Passemos agora à segunda aplicação do "valor constituído", e de outras proporcionalidades cujo único defeito é de serem pouco proporcionadas; e vejamos se o sr. Proudhon é aí mais feliz do que namonetização dos carneiros.
"Um axioma geralmente admitido pelos economistas é o de que todo trabalho deve deixar um excedente. Esta proposição é para mim de uma verdade universal e absoluta: é o corolário da lei da proporcionalidade, que se pode considerar como o sumário de toda a ciência econômica. Mas, peço perdão aos economistas, o princípio de que todo trabalho deve deixar um excedente não tem sentido na sua teoria, e não é suscetível de nenhuma demonstração" (Proudhon).
Para provar que todo trabalho deve deixar um excedente, o sr. Proudhon personifica a sociedade: ele cria uma sociedade-pessoa, sociedade que não é, bem longe disso, a sociedade das pessoas, pois que tem suas leis à parte nada tendo de comum com as pessoas de que se compõe a sociedade, assim como sua "inteligência própria", que não é a inteligência comum dos homens, mas uma inteligência que não é dotada do senso comum. O sr. Proudhon reprova aos economistas o não terem compreendido a personalidade deste ser coletivo. Queremos opor-lhe a seguinte passagem de um economista americano que reprova nos outros economistas precisamente o contrário:
"A entidade moral (the moral entity), o ser gramatical (the grammatical being) chamado sociedade foi revestido de atribuições que não têm existência real senão na imaginação daqueles que com uma palavra fazem uma cousa... Eis o que deu lugar a muitas dificuldades e a deploráveis enganos na economia política " (Th. Cooper, Lectures on the Elements of Political Economy, Columbia, 1826).

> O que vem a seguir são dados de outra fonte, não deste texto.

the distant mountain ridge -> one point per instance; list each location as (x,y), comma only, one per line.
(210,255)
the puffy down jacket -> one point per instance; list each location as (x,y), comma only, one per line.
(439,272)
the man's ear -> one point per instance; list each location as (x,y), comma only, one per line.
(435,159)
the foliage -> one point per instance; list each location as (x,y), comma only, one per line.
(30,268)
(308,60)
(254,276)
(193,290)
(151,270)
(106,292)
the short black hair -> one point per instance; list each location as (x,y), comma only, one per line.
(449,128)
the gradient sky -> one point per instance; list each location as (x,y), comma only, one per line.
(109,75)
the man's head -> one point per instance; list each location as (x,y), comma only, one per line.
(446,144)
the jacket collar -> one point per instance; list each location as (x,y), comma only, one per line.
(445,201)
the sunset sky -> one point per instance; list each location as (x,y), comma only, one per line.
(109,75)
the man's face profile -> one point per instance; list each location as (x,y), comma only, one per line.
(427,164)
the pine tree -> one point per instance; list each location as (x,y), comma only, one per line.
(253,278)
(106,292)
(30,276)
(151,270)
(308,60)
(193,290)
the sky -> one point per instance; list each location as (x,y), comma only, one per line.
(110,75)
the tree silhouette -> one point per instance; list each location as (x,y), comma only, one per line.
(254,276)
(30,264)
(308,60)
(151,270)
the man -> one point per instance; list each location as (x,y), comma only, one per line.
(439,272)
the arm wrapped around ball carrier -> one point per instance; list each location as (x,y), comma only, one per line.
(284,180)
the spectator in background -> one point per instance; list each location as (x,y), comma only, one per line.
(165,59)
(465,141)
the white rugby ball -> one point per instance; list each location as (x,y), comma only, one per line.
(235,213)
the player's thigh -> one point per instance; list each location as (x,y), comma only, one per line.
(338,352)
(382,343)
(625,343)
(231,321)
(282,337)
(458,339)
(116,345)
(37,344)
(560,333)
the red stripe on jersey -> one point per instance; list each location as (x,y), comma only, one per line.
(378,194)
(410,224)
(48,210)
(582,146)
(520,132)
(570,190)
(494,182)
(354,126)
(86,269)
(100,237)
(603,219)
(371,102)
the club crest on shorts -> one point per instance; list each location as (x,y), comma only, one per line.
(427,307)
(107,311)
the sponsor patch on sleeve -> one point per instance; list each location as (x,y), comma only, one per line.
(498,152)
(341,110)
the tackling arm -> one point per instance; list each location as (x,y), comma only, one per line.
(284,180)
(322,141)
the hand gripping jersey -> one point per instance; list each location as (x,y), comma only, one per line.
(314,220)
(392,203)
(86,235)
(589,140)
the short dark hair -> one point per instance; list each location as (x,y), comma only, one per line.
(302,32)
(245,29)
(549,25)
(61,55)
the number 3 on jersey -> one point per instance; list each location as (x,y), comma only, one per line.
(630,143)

"Este princípio do excedente do trabalho, continua o sr. Proudhon, não é verdadeiro para os indivíduos senão porque ele emana da sociedade, que lhes confere assim o benefício de suas próprias leis."
O sr. Proudhon quererá dizer com isso simplesmente que a produção do indivíduo social ultrapassa a do indivíduo isolado? É deste excedente da produção dos indivíduos associados sobre a dos indivíduos não associados que o sr. Proudhon quer falar? Se for assim, poderemos citar-lhe cem economistas que exprimiram esta simples verdade sem todo o misticismo de que se cerca o sr. Proudhon. Eis o que diz, por exemplo, o sr. Sadler:
"O trabalho combinado apresenta resultados que o trabalho individual jamais seria capaz de produzir. Assim, à medida que a humanidade aumenta em número, os produtos da indústria reunida excederão de muito a importância de uma simples adição calculada sobre este aumento... Tanto nas artes mecânicas como nos trabalhos da ciência, um homem pode atualmente fazer mais num dia que um indivíduo isolado durante toda a sua vida. O axioma dos matemáticos, segundo o qual o todo é igual às partes reunidas, não é verdadeiro quando aplicado a este assunto. Quanto ao trabalho, este grande pilar da existência humana (the great pillar of human existence), pode-se dizer que o produto dos esforços acumulados excede de muito tudo aquilo que os esforços individuais e separados poderão jamais produzir " (T. Sadler, The law of popvtr lation, London, 1830).
Voltemos ao sr. Proudhon. O excedente do trabalho, diz ele, explica-se pela sociedade-pessoa. A vida desta pessoa segue leis opostas às que fazem o homem agir como indivíduo, cousa que ele quer provar com"fatos".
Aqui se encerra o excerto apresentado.